Soliman était alors au retour de l’âge ; mais le bonheur, en gardant ses traits dans une perpétuelle sérénité, avait éloigné de son visage les rides et les tristes empreintes des passions profondes ; ses lèvres luisantes, ses yeux à fleur de tête, séparés par un nez comme une tour d’ivoire, ainsi qu’il l’avait dit lui-même par la bouche de la Sulamite, son front placide, comme celui de Sérapis, dénotaient la paix immuable et l’ineffable quiétude d’un monarque satisfait de sa propre grandeur. Soliman ressemblait à une statue d’or, avec des mains et un masque d’ivoire.

Sa couronne était d’or et sa robe était d’or ; la pourpre de son manteau, présent d’Hiram, prince de Tyr, était tissée sur une chaîne en fil d’or ; l’or brillait sur son ceinturon et reluisait à la poignée de son glaive ; sa chaussure d’or posait sur un tapis passementé de dorures ; son trône était fait en cèdre doré.

Assise à ses côtés, la blanche fille du matin, enveloppée d’un nuage de tissus de lin et de gazes diaphanes, avait l’air d’un lis égaré dans une touffe de jonquilles. Coquetterie prévoyante, qu’elle fit ressortir davantage encore en s’excusant de la simplicité de son costume du matin.

— La simplicité des vêtements, dit-elle, convient à l’opulence et ne messied pas à la grandeur.

— Il sied à la beauté divine, repartit Soliman, de se confier dans sa force, et à l’homme défiant de sa propre faiblesse, de ne rien négliger.

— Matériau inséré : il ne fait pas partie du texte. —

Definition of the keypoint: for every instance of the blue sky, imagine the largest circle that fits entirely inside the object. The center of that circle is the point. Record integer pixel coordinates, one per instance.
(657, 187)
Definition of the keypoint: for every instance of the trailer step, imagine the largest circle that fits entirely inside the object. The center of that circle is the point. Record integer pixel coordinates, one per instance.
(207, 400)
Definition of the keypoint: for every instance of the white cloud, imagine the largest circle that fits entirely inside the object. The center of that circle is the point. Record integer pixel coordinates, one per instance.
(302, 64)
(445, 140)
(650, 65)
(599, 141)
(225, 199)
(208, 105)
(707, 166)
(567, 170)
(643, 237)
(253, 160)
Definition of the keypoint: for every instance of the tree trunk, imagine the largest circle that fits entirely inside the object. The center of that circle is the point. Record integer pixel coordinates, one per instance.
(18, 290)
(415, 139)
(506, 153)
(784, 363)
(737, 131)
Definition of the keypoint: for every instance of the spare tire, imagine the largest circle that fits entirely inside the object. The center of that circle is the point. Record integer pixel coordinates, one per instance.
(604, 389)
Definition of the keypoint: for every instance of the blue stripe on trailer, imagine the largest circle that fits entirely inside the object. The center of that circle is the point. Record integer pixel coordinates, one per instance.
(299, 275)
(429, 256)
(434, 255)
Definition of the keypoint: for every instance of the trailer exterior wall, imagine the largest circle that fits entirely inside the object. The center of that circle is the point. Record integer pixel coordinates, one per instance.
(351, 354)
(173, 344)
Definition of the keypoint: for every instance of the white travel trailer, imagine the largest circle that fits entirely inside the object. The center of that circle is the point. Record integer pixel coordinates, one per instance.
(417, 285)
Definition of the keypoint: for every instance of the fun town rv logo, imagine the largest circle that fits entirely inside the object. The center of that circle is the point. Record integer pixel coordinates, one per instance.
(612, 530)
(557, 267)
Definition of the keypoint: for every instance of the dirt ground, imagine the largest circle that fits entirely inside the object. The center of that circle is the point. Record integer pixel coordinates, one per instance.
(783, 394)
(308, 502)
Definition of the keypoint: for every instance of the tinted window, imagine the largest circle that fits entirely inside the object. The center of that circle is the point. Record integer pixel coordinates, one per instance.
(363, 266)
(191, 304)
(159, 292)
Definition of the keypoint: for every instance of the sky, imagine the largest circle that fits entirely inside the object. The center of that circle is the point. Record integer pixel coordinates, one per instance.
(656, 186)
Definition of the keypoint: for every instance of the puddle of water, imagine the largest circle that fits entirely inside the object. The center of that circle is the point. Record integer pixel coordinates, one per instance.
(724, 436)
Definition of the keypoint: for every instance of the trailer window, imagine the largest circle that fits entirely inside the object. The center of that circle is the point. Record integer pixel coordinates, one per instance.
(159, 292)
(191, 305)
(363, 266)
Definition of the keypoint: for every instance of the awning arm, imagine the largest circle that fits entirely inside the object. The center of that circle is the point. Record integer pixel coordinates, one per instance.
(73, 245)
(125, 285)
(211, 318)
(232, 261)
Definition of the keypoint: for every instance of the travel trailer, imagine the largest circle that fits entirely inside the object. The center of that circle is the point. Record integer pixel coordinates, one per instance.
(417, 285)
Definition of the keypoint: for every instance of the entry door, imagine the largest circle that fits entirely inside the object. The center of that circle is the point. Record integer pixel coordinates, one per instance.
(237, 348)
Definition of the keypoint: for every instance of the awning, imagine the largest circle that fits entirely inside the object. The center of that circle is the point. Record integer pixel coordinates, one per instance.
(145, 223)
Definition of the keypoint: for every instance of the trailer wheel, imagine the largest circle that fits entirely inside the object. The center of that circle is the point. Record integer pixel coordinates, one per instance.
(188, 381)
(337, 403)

— Modestie charmante, et qui rehausse encore l’éclat dont brille l’invincible Soliman… l’Ecclésiaste, le sage, l’arbitre des rois, l’immortel auteur des sentences du Sir-Hasirim, ce cantique d’amour si tendre… et de tant d’autres fleurs de poésie.

— Eh quoi ! belle reine, repartit Soliman en rougissant de plaisir, quoi ! vous auriez daigné jeter les yeux sur… ces faibles essais !

— Vous êtes un grand poète ! s’écria la reine de Saba.